American Protestantism has a long history of its own sort of jihadism: supporting the crusade against the Confederacy on grounds of abolition; supporting Wilson’s efforts in World War I to “make the world safe for democracy”; more recently supporting George W. Bush’s crusade in the Middle East (psycho-spiritually, Wilson and Bush are very alike in many ways, so much so this historian finds it unnerving). With the decline, indeed collapse, of mainline Protestantism, which carried the 1861-65 and 1917-18 jihads, that calling has fallen to Evangelicals, who seem to have taken the task on with gusto. All part of a long American tradition which I don’t think has exactly been the best part of the Republic.
For the record, in Kyle’s shoes I would have shot the woman with a grenade, even though she had a child at her side. It saved American lives, which was the job he’d been sent to do. But I would not have called her a “savage,” nor would I have said I have “no regrets” about my hundreds of kills – I’d have plenty – and boasted that God was guiding my shots. And I consider myself the first among sinners.
I would have assumed that the place the jihadis go off the rails is in indiscriminate killing, which no major religion (or even minor ones?) condone. I don’t like the “savages” comment — but I think I understand the “no regrets.” Paul Tibbets never lost a night of sleep over dropping The Bomb, and in later years he horrified peace activists when he told one of the victims of Hiroshima that if he had to to do again, he’d do it without hesitation. You can feel bad about killing, but not regret its necessity — but now I’m trying to read Kyle’s mind, too, and maybe I’m imputing more sophistication to him than there was.
I think (or hope, anyway) that we can both agree that Ron Paul is a jackass.
Over three decades after the terrible event, Bomber Harris said he would do Dresden all over again. People, including Ron Paul, are strange.
Thanks for this post – something troubles me about how Kyle’s mourners don’t stop to think about the bigger nature of the Iraq War itself. How do you celebrate a life that didn’t stop to think about how many lives it ended?

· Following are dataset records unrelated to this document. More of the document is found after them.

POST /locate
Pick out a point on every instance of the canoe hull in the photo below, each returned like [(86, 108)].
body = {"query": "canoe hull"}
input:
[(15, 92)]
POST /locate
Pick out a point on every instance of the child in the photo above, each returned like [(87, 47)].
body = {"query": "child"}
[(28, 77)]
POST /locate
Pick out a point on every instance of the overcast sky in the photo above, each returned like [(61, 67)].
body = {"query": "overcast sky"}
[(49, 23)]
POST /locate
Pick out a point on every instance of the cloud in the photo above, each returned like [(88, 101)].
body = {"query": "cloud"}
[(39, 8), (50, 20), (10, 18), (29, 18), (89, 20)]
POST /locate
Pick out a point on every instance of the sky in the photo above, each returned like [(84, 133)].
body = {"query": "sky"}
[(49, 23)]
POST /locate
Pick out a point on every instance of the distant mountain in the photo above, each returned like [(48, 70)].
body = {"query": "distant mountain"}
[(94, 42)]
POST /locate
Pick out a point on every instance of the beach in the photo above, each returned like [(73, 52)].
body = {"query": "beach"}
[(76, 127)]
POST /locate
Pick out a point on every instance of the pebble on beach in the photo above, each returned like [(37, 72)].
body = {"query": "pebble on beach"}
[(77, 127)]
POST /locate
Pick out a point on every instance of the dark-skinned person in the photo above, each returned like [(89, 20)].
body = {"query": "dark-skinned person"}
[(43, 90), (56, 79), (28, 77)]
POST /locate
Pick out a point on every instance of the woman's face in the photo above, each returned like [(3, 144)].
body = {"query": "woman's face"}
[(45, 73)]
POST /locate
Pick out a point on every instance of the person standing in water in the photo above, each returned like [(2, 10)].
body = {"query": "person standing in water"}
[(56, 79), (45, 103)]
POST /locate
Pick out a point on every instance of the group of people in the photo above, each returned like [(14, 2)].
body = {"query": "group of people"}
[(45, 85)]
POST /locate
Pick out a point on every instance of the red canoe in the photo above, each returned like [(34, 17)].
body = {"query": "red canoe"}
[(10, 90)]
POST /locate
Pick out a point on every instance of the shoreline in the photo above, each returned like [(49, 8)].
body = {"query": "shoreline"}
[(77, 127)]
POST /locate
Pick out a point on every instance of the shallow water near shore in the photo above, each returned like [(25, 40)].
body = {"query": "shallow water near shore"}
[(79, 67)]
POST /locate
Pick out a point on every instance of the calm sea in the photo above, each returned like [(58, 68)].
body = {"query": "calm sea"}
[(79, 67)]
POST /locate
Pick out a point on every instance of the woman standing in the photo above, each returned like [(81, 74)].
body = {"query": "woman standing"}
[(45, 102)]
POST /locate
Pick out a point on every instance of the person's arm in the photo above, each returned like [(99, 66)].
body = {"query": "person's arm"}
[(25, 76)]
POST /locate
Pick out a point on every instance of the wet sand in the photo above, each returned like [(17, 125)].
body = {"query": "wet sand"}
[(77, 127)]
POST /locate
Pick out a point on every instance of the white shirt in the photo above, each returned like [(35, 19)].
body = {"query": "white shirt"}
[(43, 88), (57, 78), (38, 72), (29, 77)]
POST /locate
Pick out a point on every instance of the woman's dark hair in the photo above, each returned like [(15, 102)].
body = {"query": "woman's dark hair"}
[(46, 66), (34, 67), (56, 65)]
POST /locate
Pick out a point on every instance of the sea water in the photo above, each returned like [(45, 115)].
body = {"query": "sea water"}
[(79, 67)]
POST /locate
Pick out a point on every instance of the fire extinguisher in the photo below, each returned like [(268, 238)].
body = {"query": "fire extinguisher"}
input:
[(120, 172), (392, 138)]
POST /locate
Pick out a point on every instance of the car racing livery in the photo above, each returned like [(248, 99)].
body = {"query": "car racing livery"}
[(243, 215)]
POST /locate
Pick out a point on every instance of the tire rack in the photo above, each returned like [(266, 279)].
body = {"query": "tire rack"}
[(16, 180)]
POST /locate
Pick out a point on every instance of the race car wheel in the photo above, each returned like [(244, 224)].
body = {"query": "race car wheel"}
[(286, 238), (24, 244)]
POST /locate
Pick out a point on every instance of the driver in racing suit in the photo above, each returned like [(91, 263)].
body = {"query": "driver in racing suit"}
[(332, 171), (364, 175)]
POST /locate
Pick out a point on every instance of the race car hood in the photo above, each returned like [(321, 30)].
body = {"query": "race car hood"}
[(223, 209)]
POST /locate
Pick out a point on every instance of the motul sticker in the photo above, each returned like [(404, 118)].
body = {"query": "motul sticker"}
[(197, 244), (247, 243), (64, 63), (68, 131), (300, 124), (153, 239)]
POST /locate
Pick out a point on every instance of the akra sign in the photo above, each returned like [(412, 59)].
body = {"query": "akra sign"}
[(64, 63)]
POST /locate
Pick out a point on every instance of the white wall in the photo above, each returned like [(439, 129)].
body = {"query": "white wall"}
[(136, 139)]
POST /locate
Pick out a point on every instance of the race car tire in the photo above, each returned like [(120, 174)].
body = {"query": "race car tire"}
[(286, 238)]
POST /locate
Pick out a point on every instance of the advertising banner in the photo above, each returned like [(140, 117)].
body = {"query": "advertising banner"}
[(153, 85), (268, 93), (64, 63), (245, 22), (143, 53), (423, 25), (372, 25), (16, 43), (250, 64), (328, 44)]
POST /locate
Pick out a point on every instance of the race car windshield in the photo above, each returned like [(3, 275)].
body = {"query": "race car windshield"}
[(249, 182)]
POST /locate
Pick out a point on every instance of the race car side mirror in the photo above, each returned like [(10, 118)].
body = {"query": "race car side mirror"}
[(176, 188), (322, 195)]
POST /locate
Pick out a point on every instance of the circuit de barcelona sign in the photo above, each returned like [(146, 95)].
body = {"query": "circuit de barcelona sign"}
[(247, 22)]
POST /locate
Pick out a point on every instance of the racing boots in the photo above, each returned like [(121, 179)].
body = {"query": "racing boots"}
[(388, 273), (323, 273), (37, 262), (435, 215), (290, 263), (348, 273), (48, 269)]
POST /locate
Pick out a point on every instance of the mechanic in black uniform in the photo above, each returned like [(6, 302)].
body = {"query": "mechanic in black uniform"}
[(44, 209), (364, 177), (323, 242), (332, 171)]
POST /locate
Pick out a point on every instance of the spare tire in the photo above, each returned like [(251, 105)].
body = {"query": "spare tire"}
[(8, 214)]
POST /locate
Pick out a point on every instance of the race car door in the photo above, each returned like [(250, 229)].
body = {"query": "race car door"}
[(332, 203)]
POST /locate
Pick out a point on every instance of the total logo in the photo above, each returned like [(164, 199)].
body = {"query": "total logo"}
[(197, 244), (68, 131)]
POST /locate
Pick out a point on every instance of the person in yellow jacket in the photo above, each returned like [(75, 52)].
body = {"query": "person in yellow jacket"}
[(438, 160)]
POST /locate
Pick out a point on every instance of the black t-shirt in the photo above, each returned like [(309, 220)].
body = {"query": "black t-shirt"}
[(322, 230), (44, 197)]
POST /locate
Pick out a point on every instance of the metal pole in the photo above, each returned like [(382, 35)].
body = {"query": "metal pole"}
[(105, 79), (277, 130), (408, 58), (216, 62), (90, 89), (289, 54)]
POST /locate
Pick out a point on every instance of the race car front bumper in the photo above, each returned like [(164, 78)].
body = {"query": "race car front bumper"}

Translating “Gott mit uns” as “God is with us” is badly inaacurate.
Though no verb is mentioned in the German, it is to be automatically assumed that it is “to be,” but left open is if it’s in the indicative or subjunctive; “(that) God be with us”, a prayer makes at least as much -I’d say a bit more- sense than the declarative “God is with us.” Leaving it open allows the ambiguity of both interpretations.
I don’t think an army with officers like Rommel (or Patton) would be ever be crude enough to only go with the indicative.
I speak German at home every day, do you?
Given that 3 of my 4 grandparents spoke German as their first language, that I began learning German shortly after slipping out of my mother’s womb, that my high school was taught in German, that I did my military service in German, that my academic career was partly at a German language university, and that I live in a German-speaking country, what do you think?
Hätte der Kaiser und seine Leute ihrerzeit sich auf den Indikativ festlegen wollen, hätten sie ganz sicher noch ein “ist” eingefügt; zumal “Gott sei mit uns” eines der häufigsten Stoßgebete überhaupt ist und war. In den Schützengräben gibts ja bekanntlich keine Atheisten.